Here I am blogging again! After months away, it feels both foreign and familiar to be back here. It’s hard to believe that Winter quarter was 2 months ago. It feels like it has been much longer, and also just like yesterday.
When I reflect on my blogging during my last quarter I realize how much I had to push myself to get out of my own head while blogging. While on this journey to become a teacher I had spent a great deal of time thinking about me. What am I learning? What connections am I making? What am I learning about teaching? How does all of this make me feel? So much of this program had been about being reflective about you as a teacher and learner. Terms like unpacking your own knapsack and being reflective had caused me to focus my blogging primarily on what this process has been like for me. Though it is important to look inwards during this process I realized that I needed to focus on the overarching purpose of teaching, my students and their learning. I think this is the direction that I was moving towards in my blogging when my path changed. I had been set to spend two more weeks in my placement where I would switch my thinking to how am “I” impacting “them”. Unfortunately though life does not always work out as you plan and I needed to cut my student teaching experience short. I feel as though I was just gearing up to move out of my head and focus my blogging more on student learning when this process was put on hold. I cannot say that in my blogging I moved more deeply into using evidence of what my students were learning. I believe that this experience would have been completely different if I had completed those additional two weeks in the classroom.

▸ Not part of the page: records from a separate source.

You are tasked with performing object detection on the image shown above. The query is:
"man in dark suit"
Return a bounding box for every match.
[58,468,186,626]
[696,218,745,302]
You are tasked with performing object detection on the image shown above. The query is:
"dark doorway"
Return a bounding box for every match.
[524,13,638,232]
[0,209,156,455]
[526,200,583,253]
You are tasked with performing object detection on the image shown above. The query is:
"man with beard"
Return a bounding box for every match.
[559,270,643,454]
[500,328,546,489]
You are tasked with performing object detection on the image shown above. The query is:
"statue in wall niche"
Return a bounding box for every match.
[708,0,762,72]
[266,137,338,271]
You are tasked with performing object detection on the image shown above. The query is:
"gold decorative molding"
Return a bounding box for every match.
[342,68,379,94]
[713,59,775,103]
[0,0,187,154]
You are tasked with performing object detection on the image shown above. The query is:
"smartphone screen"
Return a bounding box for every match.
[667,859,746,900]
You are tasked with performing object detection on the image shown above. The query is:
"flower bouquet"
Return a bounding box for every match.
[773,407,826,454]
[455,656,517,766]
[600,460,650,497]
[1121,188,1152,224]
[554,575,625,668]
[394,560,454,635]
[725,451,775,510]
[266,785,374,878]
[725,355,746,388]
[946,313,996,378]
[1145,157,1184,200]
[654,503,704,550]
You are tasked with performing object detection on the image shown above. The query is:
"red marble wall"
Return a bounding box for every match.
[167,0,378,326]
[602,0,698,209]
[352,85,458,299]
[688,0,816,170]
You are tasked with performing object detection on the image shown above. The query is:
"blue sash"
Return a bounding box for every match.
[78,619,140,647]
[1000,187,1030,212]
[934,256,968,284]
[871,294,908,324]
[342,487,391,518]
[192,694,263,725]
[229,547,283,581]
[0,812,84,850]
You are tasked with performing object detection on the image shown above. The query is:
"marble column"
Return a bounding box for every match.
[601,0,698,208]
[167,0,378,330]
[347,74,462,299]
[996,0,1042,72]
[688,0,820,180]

This blog reflects my growth as a teacher who is reflecting on both her practice and her students. When this blog began a year ago, it was mostly just theoretical. My blogs were related to what I had read that week and my ideas about education. As I moved through this program and began to work with “real” students, these blogs became a lot more authentic. This quarter I thought deeply about issues that I saw in the classroom. I wrote about my experience with the importance of wait time, not only in whole class interactions, but also when working individually with students. I wrote about the importance of creating an authentic context for learning.
One thing that I have enjoyed about blogging is the ability to have insight into what others in my cohort are thinking. I learned about thoughts and experiences that I would not have known about if it were not for the blog. We shared our experiences often we were all together, yet I always felt like I gained such a deeper understanding of my classmates by reading their blogs every week. Blogs that I commented on that still stand out to me were about reaching a “difficult” student, classroom management, and the importance, or lack thereof, of students being quiet in the classroom.
It was nice to not only have this insight but also to have the ability to have conversations and share our thinking in this type of format. As we have learned, it is important to give our students multiple access points to the information we are teaching because students all have different needs and learning styles. Blogging gives us another way to express ourselves and learn from each other.